= National Reformer =

19th century British publication

The National Reformer was a secularist weekly publication in 19th-century Britain (1860–1893), noted for providing a longstanding "strong, radical voice" in its time, advocating atheism. Under the editorship of Charles Bradlaugh for the majority of its lifespan, each issue stated that "The editorial policy of the Paper is Republican, Atheistic, and Malthusian, but all opinions are freely admitted, provided only that they be expressed reasonably and in proper language."

==History==
The journal was established in Sheffield in 1860, as an initiative by the Sheffield Secularists, on a prospectus describing its policy as "Atheistic in theology, Republican in politics, and Malthusian in social economy". The National Reformer was the official organ of the National Secular Society, which was established by Bradlaugh in 1866. He edited (or co-edited) the journal until his death in 1890, using it to publicise NSS activities among various other subjects of interest to freethinkers. Many leading booksellers refused to stock it, so the journal primarily circulated via independent sellers, local secular societies, and direct subscriptions.

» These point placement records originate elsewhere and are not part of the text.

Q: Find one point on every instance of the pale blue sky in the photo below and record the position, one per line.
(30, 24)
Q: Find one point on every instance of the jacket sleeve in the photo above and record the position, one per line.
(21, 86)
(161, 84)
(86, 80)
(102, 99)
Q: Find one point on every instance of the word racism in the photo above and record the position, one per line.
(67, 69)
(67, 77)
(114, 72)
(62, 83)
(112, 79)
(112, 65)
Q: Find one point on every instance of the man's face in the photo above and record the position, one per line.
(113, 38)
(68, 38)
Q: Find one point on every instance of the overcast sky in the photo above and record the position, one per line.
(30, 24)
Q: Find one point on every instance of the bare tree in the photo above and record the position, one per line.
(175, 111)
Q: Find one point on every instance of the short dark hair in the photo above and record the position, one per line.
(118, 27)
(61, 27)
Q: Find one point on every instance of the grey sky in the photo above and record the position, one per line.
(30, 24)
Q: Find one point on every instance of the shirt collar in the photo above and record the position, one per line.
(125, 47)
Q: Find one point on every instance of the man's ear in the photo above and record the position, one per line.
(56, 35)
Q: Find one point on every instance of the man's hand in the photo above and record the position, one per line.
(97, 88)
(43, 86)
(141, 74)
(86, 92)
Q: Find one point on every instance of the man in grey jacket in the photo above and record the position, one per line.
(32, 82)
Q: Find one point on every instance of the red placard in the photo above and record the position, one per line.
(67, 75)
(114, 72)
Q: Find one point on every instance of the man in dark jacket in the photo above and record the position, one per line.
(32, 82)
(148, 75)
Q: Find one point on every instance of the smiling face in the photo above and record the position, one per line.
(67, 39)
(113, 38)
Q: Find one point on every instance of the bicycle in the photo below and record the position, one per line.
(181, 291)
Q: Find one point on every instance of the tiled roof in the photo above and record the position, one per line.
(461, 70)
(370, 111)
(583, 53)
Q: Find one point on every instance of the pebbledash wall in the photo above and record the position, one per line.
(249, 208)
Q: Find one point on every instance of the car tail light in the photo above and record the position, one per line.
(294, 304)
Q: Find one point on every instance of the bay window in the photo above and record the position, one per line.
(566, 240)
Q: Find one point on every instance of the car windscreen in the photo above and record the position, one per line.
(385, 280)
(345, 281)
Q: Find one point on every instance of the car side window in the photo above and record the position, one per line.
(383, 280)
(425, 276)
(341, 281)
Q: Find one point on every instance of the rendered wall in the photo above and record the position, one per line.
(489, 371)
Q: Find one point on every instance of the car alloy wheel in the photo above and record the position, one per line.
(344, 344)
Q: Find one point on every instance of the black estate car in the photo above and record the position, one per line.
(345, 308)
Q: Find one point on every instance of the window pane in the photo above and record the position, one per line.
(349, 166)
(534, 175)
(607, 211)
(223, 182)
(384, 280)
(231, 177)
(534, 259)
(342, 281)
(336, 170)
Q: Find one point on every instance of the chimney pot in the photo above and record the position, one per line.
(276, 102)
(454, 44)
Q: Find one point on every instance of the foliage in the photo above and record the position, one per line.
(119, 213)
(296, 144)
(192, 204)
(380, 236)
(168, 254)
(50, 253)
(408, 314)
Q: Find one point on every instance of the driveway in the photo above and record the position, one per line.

In 1868 the Commissioners of the Inland Revenue acted against the National Reformer under the 1819 Blasphemous and Seditious Libels Act. Bradlaugh and John Stuart Mill campaigned to have the Act repealed and the case was allowed to fall. The following year, the 1819 Act was repealed.

Annie Besant became associated with the National Reformer in 1874, writing initially under the pen name "Ajax". Her full name joined Bradlaugh's on the masthead in 1881, however, and she co-edited the journal with him until October 1887, when they parted ways over her support of socialism (although Besant remained a contributor for a while after this time). Bradlaugh and Besant were prosecuted in 1877 for publications advocating birth control.

The journal reported extensively on Bradlaugh's struggles to take his seat as a Member of Parliament during the 1880s, with Special Extra Numbers appearing on several occasions to publish reports of his hearings in court. Among other things, the National Reformer is also notable for publishing James 'B. V.' Thomson's long poem "The City of Dreadful Night" across several issues in 1874.

After Bradlaugh's death the editorship was taken over by J. M. Robertson, with significant input from Hypatia Bradlaugh Bonner. However, in 1893 the journal ceased publication.